Facilitating Multi-turn Function Calling for LLMs via Compositional Instruction Tuning
Mingyang Chen, Haoze Sun, Tianpeng Li, Fan Yang, Hao Liang, Keer Lu, Bin Cui, Wentao Zhang, Zenan Zhou, Weipeng Chen
TL;DR
This paper tackles the need for LLMs to plan with multiple function calls in real-world tasks. It introduces BUTTON, a bottom-up then top-down pipeline that constructs compositional instructions from atomic tasks and simulates multi-turn function calling via a multi-agent environment. The authors create BUTTONInstruct, an 8k-data dataset, and demonstrate that instruction-tuning LLMs with BUTTONInstruct improves multi-turn function calling performance across benchmarks, especially for smaller models.
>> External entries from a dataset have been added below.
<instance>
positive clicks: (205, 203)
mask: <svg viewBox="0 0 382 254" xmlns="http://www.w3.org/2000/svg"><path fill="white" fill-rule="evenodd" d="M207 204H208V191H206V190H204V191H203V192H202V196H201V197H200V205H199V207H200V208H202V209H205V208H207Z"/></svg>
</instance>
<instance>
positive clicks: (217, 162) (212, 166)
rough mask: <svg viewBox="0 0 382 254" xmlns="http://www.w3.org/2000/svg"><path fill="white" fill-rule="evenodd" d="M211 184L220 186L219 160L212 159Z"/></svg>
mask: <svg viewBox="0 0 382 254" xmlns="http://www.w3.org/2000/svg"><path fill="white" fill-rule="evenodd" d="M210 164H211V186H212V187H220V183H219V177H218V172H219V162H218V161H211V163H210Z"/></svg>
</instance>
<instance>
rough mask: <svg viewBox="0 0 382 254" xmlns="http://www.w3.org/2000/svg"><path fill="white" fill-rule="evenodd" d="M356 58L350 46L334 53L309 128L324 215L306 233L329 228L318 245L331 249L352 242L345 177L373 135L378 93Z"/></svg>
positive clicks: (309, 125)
They also analyze ablations, data scaling, and parallel calling to validate design choices, while acknowledging data quality depends on prompts and suggesting future verification and embodied-AI extensions. The work advances structured interactions with tools in LLMs and provides a scalable framework for teaching planning and decomposition in complex tasks.
Abstract
Large Language Models (LLMs) have exhibited significant potential in performing diverse tasks, including the ability to call functions or use external tools to enhance their performance. While current research on function calling by LLMs primarily focuses on single-turn interactions, this paper addresses the overlooked necessity for LLMs to engage in multi-turn function calling--critical for handling compositional, real-world queries that require planning with functions but not only use functions. To facilitate this, we introduce an approach, BUTTON, which generates synthetic compositional instruction tuning data via bottom-up instruction construction and top-down trajectory generation. In the bottom-up phase, we generate simple atomic tasks based on real-world scenarios and build compositional tasks using heuristic strategies based on atomic tasks. Corresponding function definitions are then synthesized for these compositional tasks. The top-down phase features a multi-agent environment where interactions among simulated humans, assistants, and tools are utilized to gather multi-turn function calling trajectories. This approach ensures task compositionality and allows for effective function and trajectory generation by examining atomic tasks within compositional tasks. We produce a dataset BUTTONInstruct comprising 8k data points and demonstrate its effectiveness through extensive experiments across various LLMs.